Once this has spun up the instance there are a couple more steps to get an accesible instance:
- Add a database user through the Database Access menu on the left
- Enable all public IP traffic through the Network Access menu on the left
We also need to clone the production elastic search instance.
- Go to https://cloud.elastic.co/deployments (login details in 1Password)
- Click 'Create deployment'
- Fill-in the following options:
- Name: Ticket name (e.g. OO-182 Upgrade Elasticsearch)
- Cloud platform: Leave as AWS
- Region: EU (Ireland)
- Version: Same as production (hopefully the default)
- Tick the box 'Select a deployment to restore from its latest snapshot' and choose 'Production' from the dropdown that appears
- 'Optimize your deployment': Leave as the default
- Click 'Customize deployment' to set the instance sizes etc
- Reduce 'Fault tolerance' to '1 node'
- Select 2GB of ram per node
- Disable 'APM'
- Finally, click 'Create deployment' and wait for it to start up.

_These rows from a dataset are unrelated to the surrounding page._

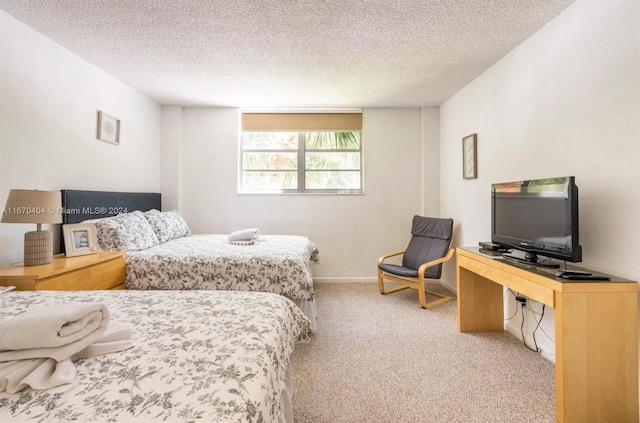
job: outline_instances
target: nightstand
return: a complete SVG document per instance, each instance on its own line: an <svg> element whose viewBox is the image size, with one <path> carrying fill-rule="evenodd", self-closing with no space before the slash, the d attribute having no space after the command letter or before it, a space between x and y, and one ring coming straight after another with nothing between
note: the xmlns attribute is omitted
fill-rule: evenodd
<svg viewBox="0 0 640 423"><path fill-rule="evenodd" d="M0 267L0 286L13 285L19 291L125 289L125 272L122 251L76 257L59 254L42 266Z"/></svg>

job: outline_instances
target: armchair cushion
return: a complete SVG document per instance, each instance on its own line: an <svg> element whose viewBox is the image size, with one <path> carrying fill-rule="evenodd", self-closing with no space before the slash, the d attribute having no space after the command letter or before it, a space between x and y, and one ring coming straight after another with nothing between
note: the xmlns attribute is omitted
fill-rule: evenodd
<svg viewBox="0 0 640 423"><path fill-rule="evenodd" d="M423 264L444 257L451 244L453 219L435 217L413 217L411 240L402 258L402 267L418 270ZM442 265L432 266L425 277L440 279Z"/></svg>
<svg viewBox="0 0 640 423"><path fill-rule="evenodd" d="M387 263L380 263L378 265L378 267L383 272L391 273L392 275L405 277L405 278L417 278L418 277L418 271L417 270L413 270L413 269L409 269L408 267L398 266L398 265L395 265L395 264L387 264ZM432 266L432 267L428 268L424 272L424 277L425 278L429 278L429 279L439 279L440 276L438 275L438 273L436 271L433 270L435 267L436 266Z"/></svg>
<svg viewBox="0 0 640 423"><path fill-rule="evenodd" d="M411 235L450 241L452 232L453 219L413 216Z"/></svg>

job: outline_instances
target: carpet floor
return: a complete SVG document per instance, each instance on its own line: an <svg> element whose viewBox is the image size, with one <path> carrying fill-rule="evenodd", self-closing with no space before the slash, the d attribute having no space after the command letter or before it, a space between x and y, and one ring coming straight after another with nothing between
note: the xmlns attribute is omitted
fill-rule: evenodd
<svg viewBox="0 0 640 423"><path fill-rule="evenodd" d="M315 291L318 330L293 353L296 423L555 421L554 364L506 332L458 332L455 300L423 310L410 289Z"/></svg>

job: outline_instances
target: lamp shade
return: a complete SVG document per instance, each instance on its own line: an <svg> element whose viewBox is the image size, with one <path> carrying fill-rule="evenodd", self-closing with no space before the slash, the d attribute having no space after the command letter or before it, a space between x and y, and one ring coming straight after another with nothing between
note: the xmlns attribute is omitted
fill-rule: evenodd
<svg viewBox="0 0 640 423"><path fill-rule="evenodd" d="M62 223L60 191L12 189L2 212L3 223Z"/></svg>

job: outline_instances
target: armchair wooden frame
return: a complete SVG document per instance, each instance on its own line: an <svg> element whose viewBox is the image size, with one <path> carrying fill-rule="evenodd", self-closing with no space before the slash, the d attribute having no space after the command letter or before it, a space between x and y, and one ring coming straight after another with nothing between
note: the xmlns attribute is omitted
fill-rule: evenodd
<svg viewBox="0 0 640 423"><path fill-rule="evenodd" d="M388 259L390 257L399 256L401 254L404 254L406 251L407 250L404 249L404 250L398 251L396 253L391 253L391 254L384 255L384 256L382 256L382 257L380 257L378 259L378 264L383 263L386 259ZM438 281L438 280L440 280L440 279L425 278L424 277L424 272L431 266L435 266L436 264L441 264L441 263L444 263L446 261L451 260L451 258L453 257L453 253L454 253L453 248L449 248L449 251L447 251L447 254L444 257L441 257L441 258L436 259L436 260L431 260L429 262L426 262L426 263L423 263L422 265L420 265L420 267L418 268L418 277L417 278L409 278L409 277L402 277L402 276L392 275L392 274L384 272L383 270L378 268L378 289L380 290L380 293L381 294L392 294L394 292L402 291L403 289L407 289L407 288L415 289L415 290L418 291L418 299L420 300L420 306L422 308L432 308L432 307L435 307L437 305L444 304L444 303L446 303L448 301L453 300L453 297L450 297L448 295L443 295L443 294L440 294L438 292L427 291L425 289L425 287L424 287L425 280L429 280L429 281ZM384 279L388 279L390 281L399 283L402 286L399 286L399 287L396 287L396 288L391 288L391 289L385 289L384 281L383 281ZM436 296L436 297L439 297L439 298L437 300L433 300L433 301L427 302L426 301L426 294L433 295L433 296Z"/></svg>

- Copy the password for the
elastic
user that's shown to you on the next page
Back in the Heroku console for the review app, we need to set up env variables to be able to access these services
- Add the full url to your new elastic cluster into a new
ELASTIC_CLOUD_URL
setting – since it uses Basic Auth, the URL should end up like:https://elastic:<password>@<host>
, where<password>
is what you copied from the elastic cloud console. - Update the
ELASTICSEARCH_URL_ENV_NAME
config variable toELASTIC_CLOUD_URL
- Add the full url to the new Altas deployment into a new
ATLAS_URI
setting (click on the cluster in Atlas, then the [CONNECT] button) - Update
MONGODB_URI_ENV_NAME
toATLAS_URI
Now, locally, sanitize the database copy by running:
heroku run --app openownership-register--pr-XXX bin/rails sanitize
This was done in order to upgrade Elasticsearch from 5.6.9 (paid for through Heroku) to 6.6.1 (on a separate Elastic cloud account), as our experience doing the upgrade in-place found significant issues. However, it should apply to almost any data migration where you can't use a simpler method (like just restoring from a snapshot).
As a prerequisite, this assumes you spun up a new cluster somewhere and it's running, but empty.

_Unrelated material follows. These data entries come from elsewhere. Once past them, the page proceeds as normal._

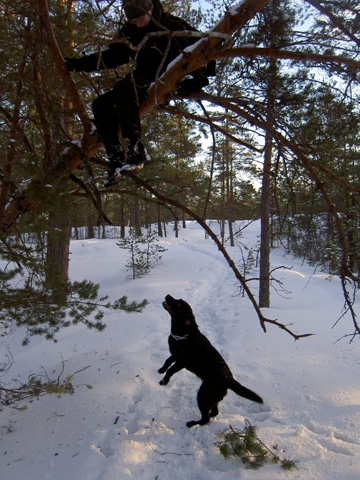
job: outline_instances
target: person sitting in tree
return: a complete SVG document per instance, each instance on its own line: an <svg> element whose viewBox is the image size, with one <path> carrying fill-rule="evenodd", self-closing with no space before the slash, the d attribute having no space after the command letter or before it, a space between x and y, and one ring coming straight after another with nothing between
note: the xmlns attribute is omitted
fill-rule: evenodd
<svg viewBox="0 0 360 480"><path fill-rule="evenodd" d="M183 19L166 13L160 0L122 0L127 22L120 28L115 41L102 52L84 55L82 58L65 58L69 71L92 72L116 68L135 62L134 70L100 95L92 103L96 128L109 158L108 177L105 186L117 182L121 172L141 169L150 162L150 157L141 139L139 104L154 81L166 70L186 47L198 41L198 37L173 35L167 32L197 31ZM163 35L151 35L164 32ZM138 47L138 48L137 48ZM215 75L215 62L183 79L177 89L181 96L200 91L209 84L208 77ZM129 141L128 151L119 139Z"/></svg>

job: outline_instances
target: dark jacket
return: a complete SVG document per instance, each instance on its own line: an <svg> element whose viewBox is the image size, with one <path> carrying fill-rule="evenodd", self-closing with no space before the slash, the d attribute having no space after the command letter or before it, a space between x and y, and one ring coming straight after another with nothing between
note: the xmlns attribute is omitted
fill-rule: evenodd
<svg viewBox="0 0 360 480"><path fill-rule="evenodd" d="M79 59L71 59L71 70L92 72L104 68L116 68L132 59L135 61L135 68L141 77L149 83L153 82L182 50L199 40L198 37L191 35L171 36L171 34L167 34L167 32L184 30L196 32L197 30L185 20L164 12L159 0L153 0L153 4L152 19L148 26L138 28L134 24L126 22L120 28L115 40L109 44L107 50L104 50L100 57L98 54L92 54ZM162 32L164 34L161 34ZM138 47L141 42L143 44L140 50L131 48L131 45ZM215 62L209 62L207 67L193 72L192 75L215 75Z"/></svg>

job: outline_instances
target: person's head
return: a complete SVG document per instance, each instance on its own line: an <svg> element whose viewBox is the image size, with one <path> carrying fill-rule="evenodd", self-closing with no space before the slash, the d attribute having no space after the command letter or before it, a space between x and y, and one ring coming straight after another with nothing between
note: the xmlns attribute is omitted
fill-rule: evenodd
<svg viewBox="0 0 360 480"><path fill-rule="evenodd" d="M154 7L151 0L123 0L123 7L129 22L137 27L146 27L150 23Z"/></svg>

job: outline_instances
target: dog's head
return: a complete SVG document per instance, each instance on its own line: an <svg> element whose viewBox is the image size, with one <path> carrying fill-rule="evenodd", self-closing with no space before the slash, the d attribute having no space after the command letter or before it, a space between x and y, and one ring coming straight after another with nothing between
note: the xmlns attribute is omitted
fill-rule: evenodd
<svg viewBox="0 0 360 480"><path fill-rule="evenodd" d="M197 327L193 311L185 300L176 300L171 295L166 295L163 307L170 313L172 331L175 328L186 332L193 326Z"/></svg>

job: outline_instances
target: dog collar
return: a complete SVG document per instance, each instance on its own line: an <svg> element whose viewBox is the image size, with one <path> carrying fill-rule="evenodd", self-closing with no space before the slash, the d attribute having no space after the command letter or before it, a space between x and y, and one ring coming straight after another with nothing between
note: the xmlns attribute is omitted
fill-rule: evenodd
<svg viewBox="0 0 360 480"><path fill-rule="evenodd" d="M174 335L173 333L170 333L170 337L172 337L174 340L186 340L188 336L189 334L180 337L179 335Z"/></svg>

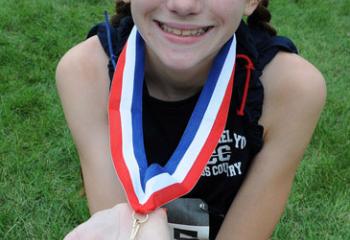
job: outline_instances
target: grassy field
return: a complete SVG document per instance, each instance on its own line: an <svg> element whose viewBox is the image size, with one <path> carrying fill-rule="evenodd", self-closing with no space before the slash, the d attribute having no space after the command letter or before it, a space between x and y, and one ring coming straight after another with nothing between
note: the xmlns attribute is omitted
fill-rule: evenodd
<svg viewBox="0 0 350 240"><path fill-rule="evenodd" d="M0 0L0 239L62 239L89 216L54 72L113 2ZM274 0L271 10L328 85L273 239L350 239L350 1Z"/></svg>

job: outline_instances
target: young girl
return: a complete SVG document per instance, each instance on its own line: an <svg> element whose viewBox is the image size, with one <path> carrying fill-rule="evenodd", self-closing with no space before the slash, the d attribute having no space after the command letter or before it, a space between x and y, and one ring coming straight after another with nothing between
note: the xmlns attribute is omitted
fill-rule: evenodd
<svg viewBox="0 0 350 240"><path fill-rule="evenodd" d="M270 237L326 94L267 6L117 1L66 53L57 86L100 211L66 239L129 239L133 211L137 239Z"/></svg>

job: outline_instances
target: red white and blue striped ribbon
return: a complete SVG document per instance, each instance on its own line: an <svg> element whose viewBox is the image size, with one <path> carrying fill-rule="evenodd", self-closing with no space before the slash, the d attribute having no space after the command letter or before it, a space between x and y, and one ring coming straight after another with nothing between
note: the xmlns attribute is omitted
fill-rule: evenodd
<svg viewBox="0 0 350 240"><path fill-rule="evenodd" d="M143 39L134 27L119 56L109 101L114 167L130 205L138 213L152 212L185 195L201 176L226 124L236 39L233 36L216 56L183 136L165 166L148 165L144 149L144 55Z"/></svg>

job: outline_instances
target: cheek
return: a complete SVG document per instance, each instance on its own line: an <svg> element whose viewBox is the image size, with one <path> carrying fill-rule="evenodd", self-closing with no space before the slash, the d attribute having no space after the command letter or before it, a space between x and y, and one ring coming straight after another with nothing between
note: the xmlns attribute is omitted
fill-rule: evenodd
<svg viewBox="0 0 350 240"><path fill-rule="evenodd" d="M151 34L152 15L163 0L131 0L131 15L141 35Z"/></svg>
<svg viewBox="0 0 350 240"><path fill-rule="evenodd" d="M131 0L130 2L134 17L146 16L161 4L161 0Z"/></svg>
<svg viewBox="0 0 350 240"><path fill-rule="evenodd" d="M245 0L212 0L210 9L221 24L236 27L243 17Z"/></svg>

You need to copy across the settings that elasticsearch-model would normally make for us. The easiest way to find them is asking Elasticsearch itself. e.g.
GET https://<old-elasticsearch-host>/open_ownership_register_entities_production
This is what they looked like at the time of writing, but check index
definitions in our models (and the existing ES cluster) to make sure.
{
"aliases": {},
"mappings": {
"_doc": {
"properties": {
"company_number": {
"type": "keyword"
},
"country_code": {
"type": "keyword"
},
"lang_code": {
"type": "keyword"
},
"name": {
"type": "text"
},
"name_transliterated": {
"type": "text"
},
"type": {
"type": "keyword"
}
}
}
},
"settings": {
"number_of_shards": "1",
"number_of_replicas": "0"
}
}
To create a replica index, you just supply those same settings via the api:
PUT <new-elasticsearch-host/open_ownership_register_entities_production
{
// JSON from above
}
Using Elasticsearch's _reindex
api, you can request your new cluster loads
data from the existing one:
POST <new-elasticsearch-host>/_reindex
{
"source": {
"remote": {
"host": "https://<old-elasticsearch-host>:9243",
"username": "elastic",
"password": "PASSWORD"
},
"index": "open_ownership_register_entities_production",
"query": {
"match_all": {}
}
},
"dest": {
"index": "open_ownership_register_entities_production"
}
}
Note: This request will try to wait for the full reindex to happen, which may
take up to an hour or more, so it's likely to time out. The reindex task keeps
going though, and you can check on it with the _tasks
api:
GET <new-elasticsearch-host>/_tasks?actions=*reindex
When the response is nodes:{}
(i.e. an empty list of tasks) the reindex is
done
The DataSource model provides the content and statistics collection for the PSC data source 'dashboard' on the site. To add new pages for other sources, you can just create new data source instances:
DataSource.create(
name: 'My new data source'
url: 'Link to the original source'
overview: 'Markdown content for the first overview/intro section'
data_availalability: 'Markdown content for the data availability/license'
timeline_url: 'Twitter timeline url for embedded tweet timeline'
)
I've stored the markdown for the PSC register in /db so that it's easier to diff and edit, then made a data migration to load it in.
If you want statistics for that page also, you'll need to implement a
'calculator' like the PscStatsCalculator
to create some
DataSourceStatistics
. This interface is still a work in progress, but the
current code and views assume that you'll have a total count stat, which
represents the total number of companies in the real world, a register total
stat representing how many of those companies the register has data for and then
some other types
you'll define in DataSourceStatistic::Types
for whatever your
other stats are. At the moment, it's assumed that stats are a count of companies
that meet some criteria. If this cannot be expressed as a percentage of the
total you should update the method show_as_percentage?
to exclude it.